There are similar studies on influenza. There doesn't seem a strong consensus on what environments are safe, or how long such viruses can last outside of large droplets. There is a lot of factors in play, including the virus itself.

chiefalchemist a day ago | parent | prev [-]

So this is why we were told to wear masks that were ineffective at blocking viruses? In short, we effectively went mask-less for the duration and spreading was relatively minimal; certainly not mitigated by disposable masks.

This was also interesting:

Back to School in a Rapidly Changing World

https://play.prx.org/listen?ge=prx_12369_085cdf46-2a33-4f24-...

JumpCrisscross a day ago | parent [-]

> why we were told to wear masks that were ineffective at blocking viruses?

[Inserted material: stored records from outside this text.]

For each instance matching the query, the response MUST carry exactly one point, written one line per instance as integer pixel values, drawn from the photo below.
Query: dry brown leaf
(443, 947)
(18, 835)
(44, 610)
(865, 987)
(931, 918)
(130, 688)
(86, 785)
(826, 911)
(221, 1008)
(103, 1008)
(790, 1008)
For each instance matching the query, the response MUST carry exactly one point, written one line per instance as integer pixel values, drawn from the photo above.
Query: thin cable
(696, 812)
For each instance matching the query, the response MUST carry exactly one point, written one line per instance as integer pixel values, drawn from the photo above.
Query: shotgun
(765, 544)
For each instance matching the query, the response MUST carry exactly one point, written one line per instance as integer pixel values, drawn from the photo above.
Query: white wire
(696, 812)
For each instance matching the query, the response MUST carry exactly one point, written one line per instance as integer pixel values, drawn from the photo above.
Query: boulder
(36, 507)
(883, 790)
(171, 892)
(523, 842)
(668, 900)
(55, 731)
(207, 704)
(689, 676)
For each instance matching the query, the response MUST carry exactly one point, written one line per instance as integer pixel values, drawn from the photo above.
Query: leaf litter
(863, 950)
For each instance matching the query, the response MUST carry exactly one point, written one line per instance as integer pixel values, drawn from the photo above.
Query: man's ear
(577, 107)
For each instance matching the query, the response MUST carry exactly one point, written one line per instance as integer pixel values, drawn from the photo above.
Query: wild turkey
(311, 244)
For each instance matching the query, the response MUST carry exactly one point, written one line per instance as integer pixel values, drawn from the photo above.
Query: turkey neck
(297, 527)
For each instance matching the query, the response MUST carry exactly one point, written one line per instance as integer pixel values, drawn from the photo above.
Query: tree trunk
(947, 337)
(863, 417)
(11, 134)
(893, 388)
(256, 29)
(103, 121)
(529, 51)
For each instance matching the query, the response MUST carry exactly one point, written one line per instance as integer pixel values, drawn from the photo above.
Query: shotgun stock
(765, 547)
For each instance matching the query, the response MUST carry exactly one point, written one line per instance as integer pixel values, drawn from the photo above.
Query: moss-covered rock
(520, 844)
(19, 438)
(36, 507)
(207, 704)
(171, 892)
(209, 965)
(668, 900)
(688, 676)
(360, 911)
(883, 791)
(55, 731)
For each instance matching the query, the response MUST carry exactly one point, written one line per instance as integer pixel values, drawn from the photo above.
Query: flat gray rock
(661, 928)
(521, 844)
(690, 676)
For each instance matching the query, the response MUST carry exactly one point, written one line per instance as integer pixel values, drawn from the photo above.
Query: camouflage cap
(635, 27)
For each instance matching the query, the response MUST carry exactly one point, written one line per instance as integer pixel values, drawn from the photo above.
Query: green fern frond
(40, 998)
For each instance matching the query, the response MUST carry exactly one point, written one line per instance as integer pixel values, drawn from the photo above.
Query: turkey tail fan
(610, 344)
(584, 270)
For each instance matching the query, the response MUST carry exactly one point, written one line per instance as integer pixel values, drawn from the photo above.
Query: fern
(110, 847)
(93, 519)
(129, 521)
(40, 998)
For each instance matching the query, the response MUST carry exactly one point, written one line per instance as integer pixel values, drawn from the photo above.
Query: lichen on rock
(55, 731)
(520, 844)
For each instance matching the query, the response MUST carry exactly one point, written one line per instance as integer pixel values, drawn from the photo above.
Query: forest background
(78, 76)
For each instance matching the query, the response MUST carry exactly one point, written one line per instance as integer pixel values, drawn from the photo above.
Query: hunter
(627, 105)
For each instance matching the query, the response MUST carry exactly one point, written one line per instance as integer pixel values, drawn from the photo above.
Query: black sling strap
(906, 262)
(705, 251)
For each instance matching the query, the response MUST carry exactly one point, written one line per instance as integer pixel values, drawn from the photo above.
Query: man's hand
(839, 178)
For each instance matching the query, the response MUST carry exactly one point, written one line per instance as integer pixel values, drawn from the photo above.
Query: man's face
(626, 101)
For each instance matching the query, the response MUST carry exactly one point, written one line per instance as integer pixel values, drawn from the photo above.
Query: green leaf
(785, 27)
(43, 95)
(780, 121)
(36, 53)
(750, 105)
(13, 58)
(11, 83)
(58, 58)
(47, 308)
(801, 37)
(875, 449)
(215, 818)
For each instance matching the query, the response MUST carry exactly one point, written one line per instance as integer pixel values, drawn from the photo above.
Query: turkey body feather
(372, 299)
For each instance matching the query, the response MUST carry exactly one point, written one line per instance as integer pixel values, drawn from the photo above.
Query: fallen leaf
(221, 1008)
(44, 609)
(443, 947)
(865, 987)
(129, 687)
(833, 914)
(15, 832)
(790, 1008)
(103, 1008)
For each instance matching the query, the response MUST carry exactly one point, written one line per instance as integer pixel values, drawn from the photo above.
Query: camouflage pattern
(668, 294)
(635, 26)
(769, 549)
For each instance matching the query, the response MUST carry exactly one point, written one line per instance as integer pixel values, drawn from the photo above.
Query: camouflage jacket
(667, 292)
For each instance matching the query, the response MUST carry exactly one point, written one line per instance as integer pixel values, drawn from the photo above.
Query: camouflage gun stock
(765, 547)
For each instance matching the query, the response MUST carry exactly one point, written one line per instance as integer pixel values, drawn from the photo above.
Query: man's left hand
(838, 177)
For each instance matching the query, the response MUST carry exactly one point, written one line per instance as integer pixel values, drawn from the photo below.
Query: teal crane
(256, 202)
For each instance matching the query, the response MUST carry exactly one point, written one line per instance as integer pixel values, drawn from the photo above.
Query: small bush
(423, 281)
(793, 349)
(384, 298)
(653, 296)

Masks and HEPA filters can block droplets that contain viruses. Neither filters out actual virus particles.

vintermann a day ago | parent [-]

Respiratory virus particles outside an aerosol droplet don't last long, but yes, they should be filtered too (not "blocked", it will always be probabilistic)

JumpCrisscross a day ago | parent [-]

> they should be filtered too (not "blocked", it will always be probabilistic)

The article’s point is we haven’t precisely studied what those probabilities are.

vintermann a day ago | parent [-]

No it isn't actually, those kind of low level technical questions have been somewhat studied. It's the end to end interventions which have been poorly studied.